Confieso que me gusta mucho la literatura de viajes. Matizo: me gustan los libros que sobre la falsilla del viaje proponen, desde los procedimientos y recursos propios del narrador, una escritura en la que caben el ensayo y el reportaje, la historia y la geografía, la antropología y la poesía, la religión y el apunte costumbrista. Hay unas cuantas obras maestras de ese género híbrido y feraz: Cordero negro, halcón gris, de Rebeca West; El tiempo de los regalos, de Patrick Leigh Fermor; El imperio, de Kapuscinski o Danubio, de Magris. Un buen libro de viajes no es otra cosa, en definitiva, que una metáfora de la existencia, como supo bien Homero al escribir uno de los títulos fundacionales de la literatura universal, la Odisea.

Las tierras del fin del mundo (Trea), la última obra de Miguel Barrero, lleva un subtítulo exacto: "De Oviedo a Compostela por el Camino Primitivo". Y es lo que promete: el recuento de la travesía que hizo a pie su autor -desde la capital asturiana hasta el sepulcro donde se afirma que reposa el apóstol Santiago- durante catorce días, desde el 5 de septiembre de 2015, sólo dos meses después de que esa ruta jacobea fuese declarada Patrimonio de la Humanidad por la Unesco. El escritor sigue los pasos del gran rey que fue Alfonso II de Asturias, apodado el Casto e "inventor" de una de las grandes vías culturales y espirituales del planeta, para responder a una pregunta que tiene tantas respuestas como peregrinos se ponen en marcha hacia ese finis terrae, el punto más occidental del orbe conocido por los romanos: ¿qué encontraré? Y, además, ¿qué ha mantenido vivo el deseo durante más de once siglos, en gentes de varia condición y procedencia, de alcanzar la tumba compostelana?

"Pienso ahora que quizás todo tenga que ver con eso que ya supieron ver nuestros ancestros, cuando antes de los sepulcros y de los apóstoles y de las buenas nuevas evangélicas seguían esa ruta desde el este en el que nace la luz hasta el oeste en el que se extingue", conjetura Miguel Barrero en una de las páginas más hermosas de un libro muy bien escrito, como todos los suyos.
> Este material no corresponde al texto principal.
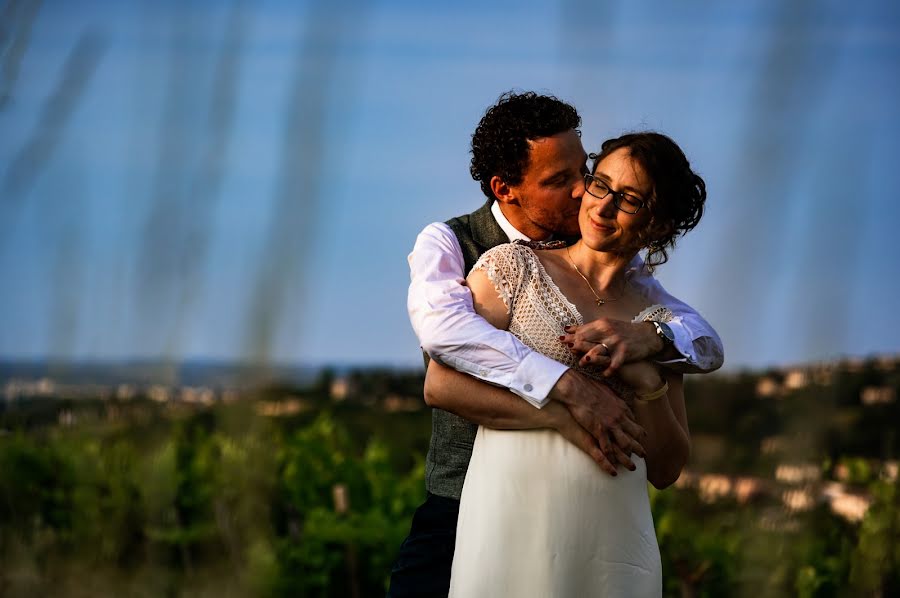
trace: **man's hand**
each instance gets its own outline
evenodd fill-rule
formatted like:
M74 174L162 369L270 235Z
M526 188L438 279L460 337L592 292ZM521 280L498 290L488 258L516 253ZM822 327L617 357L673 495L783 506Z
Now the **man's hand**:
M602 458L586 452L610 475L616 475L616 465L634 471L635 465L629 457L632 453L646 455L641 445L646 432L635 421L625 401L605 384L567 370L550 391L550 398L565 403L575 421L596 439ZM581 448L578 442L574 444Z
M653 324L611 318L566 326L566 335L560 340L570 351L581 354L579 365L605 368L604 376L612 376L623 363L645 360L663 349Z

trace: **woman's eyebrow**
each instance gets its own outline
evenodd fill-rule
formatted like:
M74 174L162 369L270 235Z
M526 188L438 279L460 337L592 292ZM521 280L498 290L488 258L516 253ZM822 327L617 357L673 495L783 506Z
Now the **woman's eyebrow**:
M604 174L602 172L597 172L597 174L595 174L594 176L598 179L602 179L606 183L612 182L612 179L609 177L608 174ZM625 185L624 187L619 187L618 189L616 189L616 191L618 191L620 193L627 191L627 192L631 193L632 195L637 195L638 197L643 195L643 192L640 189L635 189L634 187L631 187L629 185Z

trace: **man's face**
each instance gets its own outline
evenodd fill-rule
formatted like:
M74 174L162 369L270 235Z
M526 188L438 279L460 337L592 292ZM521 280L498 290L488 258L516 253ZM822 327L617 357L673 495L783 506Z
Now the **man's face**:
M578 236L587 154L572 129L529 141L531 152L522 182L510 185L510 222L535 240L550 235ZM513 207L511 206L511 207ZM507 216L509 218L509 216Z

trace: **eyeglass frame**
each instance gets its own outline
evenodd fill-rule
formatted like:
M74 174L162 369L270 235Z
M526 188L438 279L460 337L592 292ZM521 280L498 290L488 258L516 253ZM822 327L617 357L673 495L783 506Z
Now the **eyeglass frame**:
M602 196L591 193L589 191L589 189L591 188L591 185L593 185L594 183L597 183L598 185L602 185L603 187L606 187L606 193L604 193ZM597 177L595 177L594 175L592 175L589 172L584 173L584 192L589 194L591 197L596 197L597 199L605 199L606 196L611 193L613 196L613 205L616 207L617 210L619 210L620 212L625 212L626 214L637 214L638 212L641 211L641 208L643 208L644 206L647 205L647 202L645 200L638 199L635 195L632 195L630 193L625 193L623 191L614 191L612 189L612 187L610 187L609 185L607 185L606 183L604 183L603 181L601 181L600 179L598 179ZM634 212L629 212L628 210L624 209L622 207L623 201L627 204L637 204L637 207L634 209Z

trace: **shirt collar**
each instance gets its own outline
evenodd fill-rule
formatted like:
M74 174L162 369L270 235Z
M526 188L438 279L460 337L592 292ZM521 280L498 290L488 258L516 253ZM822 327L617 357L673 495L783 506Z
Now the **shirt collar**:
M491 214L494 215L494 219L497 221L497 224L500 225L500 228L503 229L503 232L506 233L506 236L509 237L510 241L515 241L516 239L521 239L523 241L531 240L529 237L519 232L519 229L510 224L509 220L506 219L506 216L503 215L503 211L500 210L499 201L494 200L494 203L491 204ZM551 237L551 239L552 238L553 237ZM642 258L640 252L638 252L631 260L631 263L628 264L626 274L628 276L631 276L633 274L641 274L644 272L644 258Z
M509 237L510 241L515 241L516 239L521 239L523 241L531 240L510 224L509 220L506 219L506 216L503 215L503 211L500 209L499 201L494 201L494 203L491 204L491 214L494 215L497 224L500 225L500 228L503 229L503 232L506 233L506 236Z

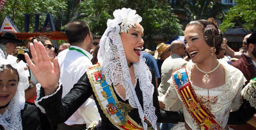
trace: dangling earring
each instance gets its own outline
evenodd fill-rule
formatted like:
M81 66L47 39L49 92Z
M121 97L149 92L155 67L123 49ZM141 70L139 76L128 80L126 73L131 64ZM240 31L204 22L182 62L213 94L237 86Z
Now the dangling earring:
M216 48L215 47L211 47L210 49L210 51L211 52L211 56L212 57L213 57L215 55L214 53L216 52Z

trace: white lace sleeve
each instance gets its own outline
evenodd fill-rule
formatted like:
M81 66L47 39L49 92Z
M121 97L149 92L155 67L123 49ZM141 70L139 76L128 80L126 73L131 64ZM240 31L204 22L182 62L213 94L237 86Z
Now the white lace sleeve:
M158 97L158 100L164 104L165 110L170 111L170 107L176 102L178 97L172 76L168 82L170 83L170 86L163 97Z
M247 84L242 90L244 99L249 101L252 107L256 109L256 88L253 87L250 83Z
M237 90L237 92L232 101L230 108L231 112L236 111L238 110L243 103L242 98L242 87L239 88Z
M58 87L58 89L57 89L57 90L56 90L56 91L55 91L55 92L54 92L53 93L49 95L43 97L40 97L40 93L41 92L41 91L40 91L41 87L41 84L40 84L40 83L38 83L36 85L36 86L37 96L35 100L35 104L36 104L36 106L37 107L38 107L39 109L40 109L40 110L41 110L41 112L42 112L43 113L45 114L45 111L44 107L38 104L38 102L40 102L42 100L43 100L44 99L47 98L52 97L52 95L55 94L60 89L60 85L61 85L61 83L60 83L59 84L59 87Z

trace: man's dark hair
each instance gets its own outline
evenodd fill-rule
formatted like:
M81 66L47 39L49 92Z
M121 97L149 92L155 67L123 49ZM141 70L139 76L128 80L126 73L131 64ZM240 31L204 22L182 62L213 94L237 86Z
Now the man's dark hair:
M65 32L71 45L80 44L84 40L87 34L90 35L90 33L87 23L80 20L74 20L68 24Z

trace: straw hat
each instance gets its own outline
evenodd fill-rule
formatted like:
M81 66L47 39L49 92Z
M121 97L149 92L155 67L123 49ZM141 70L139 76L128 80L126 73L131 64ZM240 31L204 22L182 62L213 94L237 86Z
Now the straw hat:
M152 51L151 50L148 50L148 49L145 49L145 52L148 53L149 53L149 54L151 54L152 55L152 54L154 54L154 53L155 53L154 52Z
M154 57L155 59L157 60L159 57L161 56L165 52L168 51L170 47L169 44L165 44L164 43L161 43L158 44L156 47L156 50L155 52Z

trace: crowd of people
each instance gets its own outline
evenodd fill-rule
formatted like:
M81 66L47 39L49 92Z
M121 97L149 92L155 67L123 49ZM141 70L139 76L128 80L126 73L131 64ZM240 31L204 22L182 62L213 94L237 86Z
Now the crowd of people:
M58 49L0 37L0 129L256 129L256 31L235 52L213 18L196 20L143 51L141 17L113 14L102 36L69 23Z

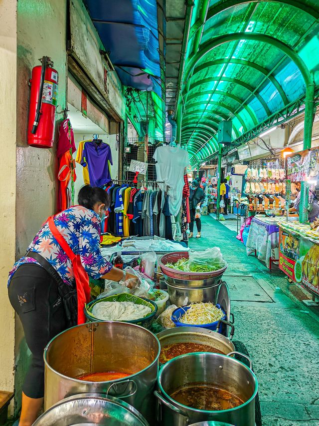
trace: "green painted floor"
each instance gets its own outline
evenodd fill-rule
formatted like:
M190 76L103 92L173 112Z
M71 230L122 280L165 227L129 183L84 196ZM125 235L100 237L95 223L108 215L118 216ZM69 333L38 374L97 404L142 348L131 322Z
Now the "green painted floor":
M319 426L319 308L303 304L308 294L290 284L281 271L269 272L247 256L236 238L236 222L230 222L202 216L202 237L190 240L189 247L217 246L228 264L224 278L231 283L234 338L245 344L252 358L263 425Z

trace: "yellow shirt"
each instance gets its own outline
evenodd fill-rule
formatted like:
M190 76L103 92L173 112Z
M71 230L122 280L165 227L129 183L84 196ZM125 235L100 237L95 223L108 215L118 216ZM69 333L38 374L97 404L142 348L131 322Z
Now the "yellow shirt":
M82 140L79 144L79 147L78 148L77 151L76 152L76 158L75 159L75 161L77 163L78 163L78 164L81 164L81 160L82 160L82 154L83 152L83 149L84 148L84 144L86 142L90 141L90 139L88 139L88 140ZM85 166L83 166L83 173L84 184L90 185L90 176L89 176L89 169L88 168L87 164Z
M130 223L131 221L127 216L128 208L130 203L130 196L132 188L127 188L124 191L124 208L123 209L123 232L125 237L130 236Z

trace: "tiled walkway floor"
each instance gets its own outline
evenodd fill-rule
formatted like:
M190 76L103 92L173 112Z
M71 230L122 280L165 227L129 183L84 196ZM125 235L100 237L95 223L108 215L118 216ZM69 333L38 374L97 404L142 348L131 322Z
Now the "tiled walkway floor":
M236 228L231 224L236 227L236 221L218 222L209 216L202 216L202 237L190 240L189 246L219 247L228 263L224 278L227 282L229 276L234 289L234 339L246 345L252 357L263 425L319 426L319 308L304 305L299 300L303 292L282 272L269 272L264 264L247 256L246 248L236 239ZM249 297L249 289L241 294L243 282L252 282L253 278L268 301L247 301L256 298L255 294ZM239 290L235 290L236 282Z

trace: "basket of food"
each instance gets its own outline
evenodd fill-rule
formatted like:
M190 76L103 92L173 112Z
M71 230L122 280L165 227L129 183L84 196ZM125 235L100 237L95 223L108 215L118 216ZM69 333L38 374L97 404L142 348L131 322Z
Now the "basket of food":
M172 313L171 320L176 327L201 327L218 331L221 320L226 320L226 314L219 305L213 303L192 303L177 308Z
M158 306L158 312L156 317L158 317L163 312L166 307L166 303L168 300L168 293L159 289L153 289L149 292L148 298L154 302Z
M148 329L150 328L157 311L155 302L129 293L94 300L84 308L89 322L123 321Z
M218 247L204 251L175 252L162 256L159 261L160 270L169 283L174 280L179 283L199 287L199 282L204 286L212 285L218 281L226 271L227 264Z

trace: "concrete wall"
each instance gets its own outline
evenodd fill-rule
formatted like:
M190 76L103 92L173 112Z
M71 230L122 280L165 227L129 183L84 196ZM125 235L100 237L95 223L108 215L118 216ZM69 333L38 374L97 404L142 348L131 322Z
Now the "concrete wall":
M0 2L0 391L13 391L14 314L6 281L15 257L16 4Z
M24 254L43 221L54 213L56 198L55 146L52 149L39 149L27 144L28 81L32 68L40 63L38 58L50 56L59 72L57 111L59 112L66 106L67 69L66 0L19 0L17 5L17 258ZM61 118L61 114L57 115L57 125ZM12 117L9 122L12 122ZM18 321L15 350L16 406L18 407L28 362L28 350Z

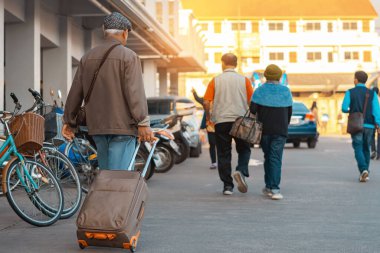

No espere aquí el lector una mera guía turística, aunque son muchas las indicaciones prácticas que se dan; tampoco un cuaderno de anotaciones culturales o paisajísticas, pese a que hay también inteligentes observaciones sobre lo que halla a su paso (desde la catedral de Oviedo a la de Lugo, desde los monasterios de Cornellana y Obona a la sufriente belleza del puerto del Palo; ni siquiera el diario de fatigas de un romero que todo lo anota, aunque el excelente narrador y el buen periodista que es el escritor asturiano aprovecha los materiales que le salen al paso (de la cabra Valeria a un insólito grupo de taiwaneses, de los compañeros de albergues y cantimploras al asesino de la peregrina norteamericana Denisse Pikka) para mantener alerta nuestra atención; y mucho menos el relato de alguna revelación que no sea estrictamente humana, asombrosamente humana. Ahí está la importancia de este libro que gustará de igual manera al estable y al itinerante: "Nadie está a salvo nunca, porque a la postre -lo he dicho en alguna parte- el Camino es como la vida. O es, mejor dicho, una vida constreñida y diminuta que se inserta en la otra, en la ordinaria, para refrescarnos lecciones que teníamos olvidadas y enseñarnos que todavía somos capaces de hacer y sentir cosas que creíamos relegadas en lo más hondo del baúl de la desmemoria".